I’ve always enjoyed learning about historical events. History can be uplifting, exciting, mesmerising, but also sometimes terrifying and challenging. Today we have visited a place which I found extremely challenging but nonetheless compelling and extremely important.
The small town of Terezin in the north of the Czech Republic was home to the Theresienstadt ghetto during WW2.
This former prison was converted by the Nazis into a transit station to house Jews before being transferred to concentration camps, and also to house specific populations of higher profile Jews such as decorated veterans or prominent individuals. As such it never really fitted the profile of a standard ghetto. It was set up as more of a propaganda tool, and hence had more cultural activities such as painting and music.
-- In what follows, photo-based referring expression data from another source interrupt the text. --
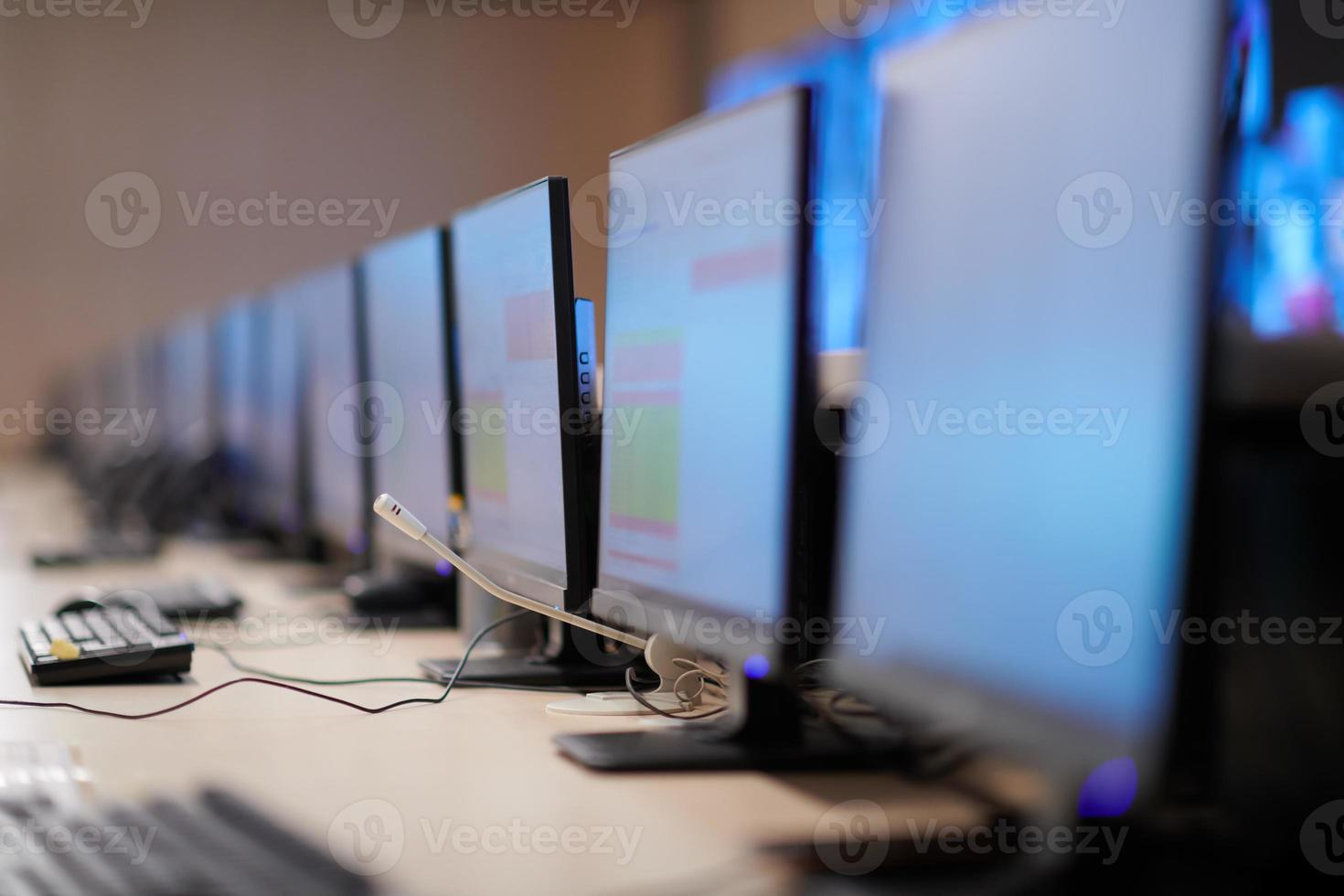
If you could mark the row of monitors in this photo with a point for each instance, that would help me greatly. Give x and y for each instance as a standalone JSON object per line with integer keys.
{"x": 1034, "y": 394}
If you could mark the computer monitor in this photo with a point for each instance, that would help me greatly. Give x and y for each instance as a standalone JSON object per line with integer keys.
{"x": 281, "y": 448}
{"x": 520, "y": 422}
{"x": 1035, "y": 341}
{"x": 405, "y": 418}
{"x": 187, "y": 394}
{"x": 339, "y": 491}
{"x": 240, "y": 335}
{"x": 707, "y": 382}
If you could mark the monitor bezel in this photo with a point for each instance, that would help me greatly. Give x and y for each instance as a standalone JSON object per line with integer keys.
{"x": 329, "y": 543}
{"x": 1064, "y": 746}
{"x": 405, "y": 560}
{"x": 526, "y": 577}
{"x": 625, "y": 603}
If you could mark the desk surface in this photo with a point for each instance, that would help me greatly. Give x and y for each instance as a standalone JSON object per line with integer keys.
{"x": 483, "y": 761}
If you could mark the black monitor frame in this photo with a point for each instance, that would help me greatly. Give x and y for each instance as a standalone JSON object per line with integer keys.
{"x": 625, "y": 603}
{"x": 1014, "y": 729}
{"x": 514, "y": 572}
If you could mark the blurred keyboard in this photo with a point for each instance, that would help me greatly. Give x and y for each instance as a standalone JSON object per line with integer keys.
{"x": 101, "y": 644}
{"x": 215, "y": 844}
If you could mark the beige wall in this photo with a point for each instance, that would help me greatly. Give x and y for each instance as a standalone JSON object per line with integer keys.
{"x": 245, "y": 97}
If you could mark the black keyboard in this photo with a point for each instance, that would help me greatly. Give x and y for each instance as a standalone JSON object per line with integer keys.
{"x": 102, "y": 644}
{"x": 215, "y": 844}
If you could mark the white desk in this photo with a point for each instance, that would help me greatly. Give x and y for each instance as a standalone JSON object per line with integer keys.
{"x": 483, "y": 759}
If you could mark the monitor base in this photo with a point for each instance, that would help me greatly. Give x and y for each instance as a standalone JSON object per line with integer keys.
{"x": 613, "y": 703}
{"x": 707, "y": 747}
{"x": 535, "y": 672}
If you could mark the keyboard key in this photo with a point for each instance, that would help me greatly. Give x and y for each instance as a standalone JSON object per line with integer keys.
{"x": 56, "y": 629}
{"x": 77, "y": 626}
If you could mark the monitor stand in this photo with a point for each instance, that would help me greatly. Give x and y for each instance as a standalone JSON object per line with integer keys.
{"x": 565, "y": 667}
{"x": 763, "y": 729}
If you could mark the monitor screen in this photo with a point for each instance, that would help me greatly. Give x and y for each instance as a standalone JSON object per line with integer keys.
{"x": 506, "y": 315}
{"x": 339, "y": 497}
{"x": 1015, "y": 516}
{"x": 238, "y": 338}
{"x": 280, "y": 446}
{"x": 405, "y": 418}
{"x": 703, "y": 320}
{"x": 187, "y": 392}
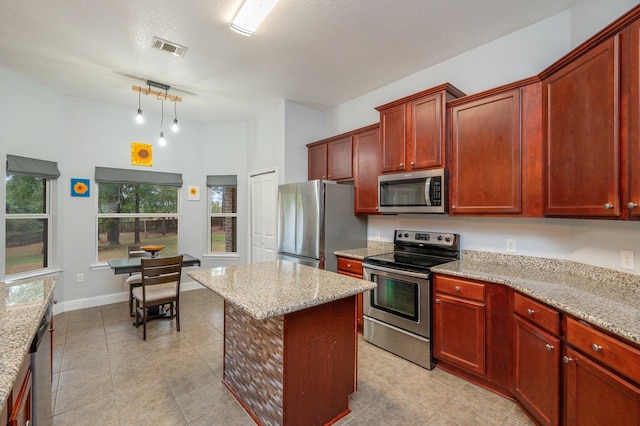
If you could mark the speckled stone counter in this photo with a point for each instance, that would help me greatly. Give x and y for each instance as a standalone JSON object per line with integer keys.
{"x": 22, "y": 305}
{"x": 603, "y": 297}
{"x": 361, "y": 253}
{"x": 278, "y": 287}
{"x": 290, "y": 341}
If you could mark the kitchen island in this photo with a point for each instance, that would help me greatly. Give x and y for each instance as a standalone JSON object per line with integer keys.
{"x": 290, "y": 342}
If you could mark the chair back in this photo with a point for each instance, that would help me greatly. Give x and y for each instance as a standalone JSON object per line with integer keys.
{"x": 135, "y": 250}
{"x": 161, "y": 270}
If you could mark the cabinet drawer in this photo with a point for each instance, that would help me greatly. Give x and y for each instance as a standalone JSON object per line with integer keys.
{"x": 351, "y": 266}
{"x": 612, "y": 352}
{"x": 537, "y": 313}
{"x": 461, "y": 288}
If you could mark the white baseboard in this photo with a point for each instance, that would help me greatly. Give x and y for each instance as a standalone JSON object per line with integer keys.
{"x": 107, "y": 299}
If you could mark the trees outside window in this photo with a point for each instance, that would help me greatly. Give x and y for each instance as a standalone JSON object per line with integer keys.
{"x": 136, "y": 213}
{"x": 27, "y": 224}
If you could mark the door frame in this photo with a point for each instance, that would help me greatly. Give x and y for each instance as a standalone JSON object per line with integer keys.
{"x": 250, "y": 175}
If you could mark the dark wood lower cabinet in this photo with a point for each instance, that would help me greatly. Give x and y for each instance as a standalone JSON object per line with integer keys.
{"x": 459, "y": 332}
{"x": 537, "y": 371}
{"x": 597, "y": 396}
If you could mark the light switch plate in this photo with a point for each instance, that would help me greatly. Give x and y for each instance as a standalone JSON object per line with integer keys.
{"x": 627, "y": 259}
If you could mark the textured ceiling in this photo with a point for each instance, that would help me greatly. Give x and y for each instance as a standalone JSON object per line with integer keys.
{"x": 318, "y": 53}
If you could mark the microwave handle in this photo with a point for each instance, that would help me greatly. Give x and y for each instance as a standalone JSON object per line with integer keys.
{"x": 427, "y": 191}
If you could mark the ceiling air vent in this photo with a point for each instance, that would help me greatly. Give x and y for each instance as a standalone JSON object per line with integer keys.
{"x": 167, "y": 46}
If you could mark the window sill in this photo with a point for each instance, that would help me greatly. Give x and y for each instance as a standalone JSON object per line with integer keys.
{"x": 32, "y": 274}
{"x": 227, "y": 256}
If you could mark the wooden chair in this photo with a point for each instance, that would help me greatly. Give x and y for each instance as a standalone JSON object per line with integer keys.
{"x": 160, "y": 286}
{"x": 134, "y": 280}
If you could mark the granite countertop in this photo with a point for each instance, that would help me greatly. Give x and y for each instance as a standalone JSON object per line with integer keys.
{"x": 603, "y": 297}
{"x": 278, "y": 287}
{"x": 22, "y": 305}
{"x": 361, "y": 253}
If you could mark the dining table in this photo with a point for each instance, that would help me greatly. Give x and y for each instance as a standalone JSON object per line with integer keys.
{"x": 130, "y": 265}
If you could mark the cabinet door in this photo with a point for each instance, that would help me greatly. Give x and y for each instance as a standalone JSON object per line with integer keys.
{"x": 459, "y": 333}
{"x": 581, "y": 116}
{"x": 393, "y": 153}
{"x": 317, "y": 162}
{"x": 366, "y": 169}
{"x": 596, "y": 396}
{"x": 339, "y": 159}
{"x": 537, "y": 371}
{"x": 426, "y": 133}
{"x": 486, "y": 155}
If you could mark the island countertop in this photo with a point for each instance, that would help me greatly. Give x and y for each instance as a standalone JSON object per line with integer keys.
{"x": 269, "y": 289}
{"x": 22, "y": 305}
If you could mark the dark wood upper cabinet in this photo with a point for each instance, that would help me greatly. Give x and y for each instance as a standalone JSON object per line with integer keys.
{"x": 366, "y": 169}
{"x": 581, "y": 138}
{"x": 317, "y": 166}
{"x": 413, "y": 130}
{"x": 495, "y": 163}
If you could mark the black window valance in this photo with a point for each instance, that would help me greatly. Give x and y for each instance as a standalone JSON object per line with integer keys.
{"x": 222, "y": 180}
{"x": 109, "y": 174}
{"x": 24, "y": 166}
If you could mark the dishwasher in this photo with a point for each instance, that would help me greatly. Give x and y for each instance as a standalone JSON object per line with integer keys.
{"x": 41, "y": 407}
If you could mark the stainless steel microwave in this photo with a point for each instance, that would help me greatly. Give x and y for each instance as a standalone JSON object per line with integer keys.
{"x": 417, "y": 192}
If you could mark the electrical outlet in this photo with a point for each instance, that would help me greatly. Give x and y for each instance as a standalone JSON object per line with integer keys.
{"x": 627, "y": 258}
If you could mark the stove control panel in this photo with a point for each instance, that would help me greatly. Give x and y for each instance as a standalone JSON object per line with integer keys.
{"x": 425, "y": 238}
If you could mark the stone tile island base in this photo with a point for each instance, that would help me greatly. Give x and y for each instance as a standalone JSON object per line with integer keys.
{"x": 294, "y": 369}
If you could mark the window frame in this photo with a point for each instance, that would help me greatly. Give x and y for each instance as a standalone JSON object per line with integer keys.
{"x": 48, "y": 172}
{"x": 225, "y": 181}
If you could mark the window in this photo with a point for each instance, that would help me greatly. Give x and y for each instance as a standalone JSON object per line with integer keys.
{"x": 136, "y": 207}
{"x": 28, "y": 230}
{"x": 223, "y": 213}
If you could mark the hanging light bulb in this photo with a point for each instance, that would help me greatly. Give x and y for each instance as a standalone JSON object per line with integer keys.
{"x": 139, "y": 118}
{"x": 174, "y": 126}
{"x": 162, "y": 141}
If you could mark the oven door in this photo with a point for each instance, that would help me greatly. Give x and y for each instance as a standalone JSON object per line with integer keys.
{"x": 402, "y": 298}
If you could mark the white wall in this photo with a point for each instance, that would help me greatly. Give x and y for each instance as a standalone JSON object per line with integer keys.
{"x": 302, "y": 126}
{"x": 590, "y": 16}
{"x": 518, "y": 55}
{"x": 81, "y": 134}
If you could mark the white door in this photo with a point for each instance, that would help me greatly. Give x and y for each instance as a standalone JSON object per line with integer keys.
{"x": 264, "y": 224}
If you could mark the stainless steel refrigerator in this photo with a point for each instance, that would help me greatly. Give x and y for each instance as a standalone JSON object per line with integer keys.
{"x": 315, "y": 218}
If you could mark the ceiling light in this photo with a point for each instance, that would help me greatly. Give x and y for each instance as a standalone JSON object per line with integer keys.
{"x": 175, "y": 127}
{"x": 139, "y": 117}
{"x": 251, "y": 15}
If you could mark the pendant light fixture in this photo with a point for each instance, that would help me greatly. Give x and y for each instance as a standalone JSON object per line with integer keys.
{"x": 175, "y": 126}
{"x": 162, "y": 141}
{"x": 139, "y": 117}
{"x": 161, "y": 96}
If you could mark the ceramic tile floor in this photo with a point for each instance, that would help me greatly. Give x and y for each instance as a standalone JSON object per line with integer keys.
{"x": 105, "y": 374}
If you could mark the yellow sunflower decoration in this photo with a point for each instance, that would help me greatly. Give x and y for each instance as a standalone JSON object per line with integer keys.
{"x": 141, "y": 154}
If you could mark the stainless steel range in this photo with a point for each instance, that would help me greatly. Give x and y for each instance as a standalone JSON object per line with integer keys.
{"x": 397, "y": 314}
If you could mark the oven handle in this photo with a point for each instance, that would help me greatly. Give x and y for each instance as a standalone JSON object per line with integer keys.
{"x": 424, "y": 276}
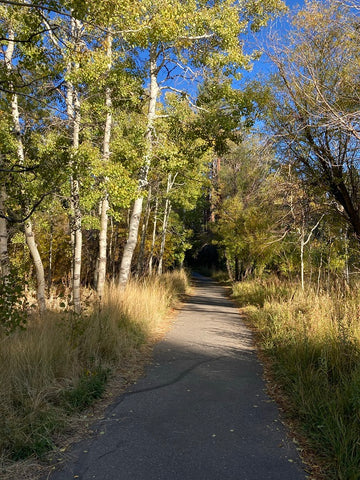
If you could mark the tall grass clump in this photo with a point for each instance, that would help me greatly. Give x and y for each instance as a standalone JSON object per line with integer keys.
{"x": 60, "y": 363}
{"x": 313, "y": 342}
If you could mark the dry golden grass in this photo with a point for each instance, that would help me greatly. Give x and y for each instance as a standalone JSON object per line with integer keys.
{"x": 61, "y": 362}
{"x": 313, "y": 343}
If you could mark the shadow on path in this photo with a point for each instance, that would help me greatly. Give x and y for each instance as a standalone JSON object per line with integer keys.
{"x": 201, "y": 412}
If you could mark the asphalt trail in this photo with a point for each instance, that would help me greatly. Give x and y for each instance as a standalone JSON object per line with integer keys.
{"x": 201, "y": 412}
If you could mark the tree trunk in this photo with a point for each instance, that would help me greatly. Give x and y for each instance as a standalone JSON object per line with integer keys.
{"x": 101, "y": 276}
{"x": 49, "y": 279}
{"x": 140, "y": 264}
{"x": 143, "y": 177}
{"x": 29, "y": 234}
{"x": 163, "y": 234}
{"x": 302, "y": 243}
{"x": 4, "y": 254}
{"x": 153, "y": 240}
{"x": 74, "y": 116}
{"x": 39, "y": 269}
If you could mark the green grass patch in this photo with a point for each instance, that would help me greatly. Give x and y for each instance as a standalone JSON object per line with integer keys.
{"x": 60, "y": 364}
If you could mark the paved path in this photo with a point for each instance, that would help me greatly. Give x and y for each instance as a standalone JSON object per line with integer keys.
{"x": 200, "y": 413}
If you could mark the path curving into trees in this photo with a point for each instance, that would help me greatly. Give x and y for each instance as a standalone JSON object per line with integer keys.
{"x": 201, "y": 412}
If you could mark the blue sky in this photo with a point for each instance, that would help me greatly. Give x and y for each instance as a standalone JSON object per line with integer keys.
{"x": 262, "y": 66}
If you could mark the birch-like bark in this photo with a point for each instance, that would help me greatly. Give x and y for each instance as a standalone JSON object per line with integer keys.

The Danish Red Cross were even invited to visit so that the Nazis could demonstrate how well they looked after their prisoners, all the while covering up what was really happening to the captured Jews in Germany.
Life here was by no means a cake-walk however. Make no mistake, this was still the ghetto, and conditions were specifically engineered to stifle the life from its inhabitants. 140,000 people passed through here, and 33,000 of those died from disease or malnutrition. Most of the others were eventually transited to the concentration camps, and it’s thought only 17,000 of its former residents saw the end of the war. Many prisoners were beaten and murdered indiscriminately within its walls, and they were also allowed to die from diseases such as typhoid due to the squalid and cramped conditions.
This site is a somber representation of one of the most awful, gut-wrenching periods of human history, one that is still within living memory. We must never be allowed to forget the brutality of the final solution, and even though I knew this would be a hard visit for us, and especially hard for the kids to comprehend, it’s extremely important that we learn from the events that lead up to it, lest we allow it to happen again.
During a visit here you can wander through the yards, bunkhouses and washrooms where the prisoners lived. The bare wooden bunks stacked three high are still on display, and you get a real sense of exactly how awful it must have been sharing these dank cells with hundreds of other doomed souls. You can also see the killing fields where the executions took place and the gallows which only ever saw action three times. It really is chilling and difficult emotionally, and probably not for everyone, but it is an experience I will never forget.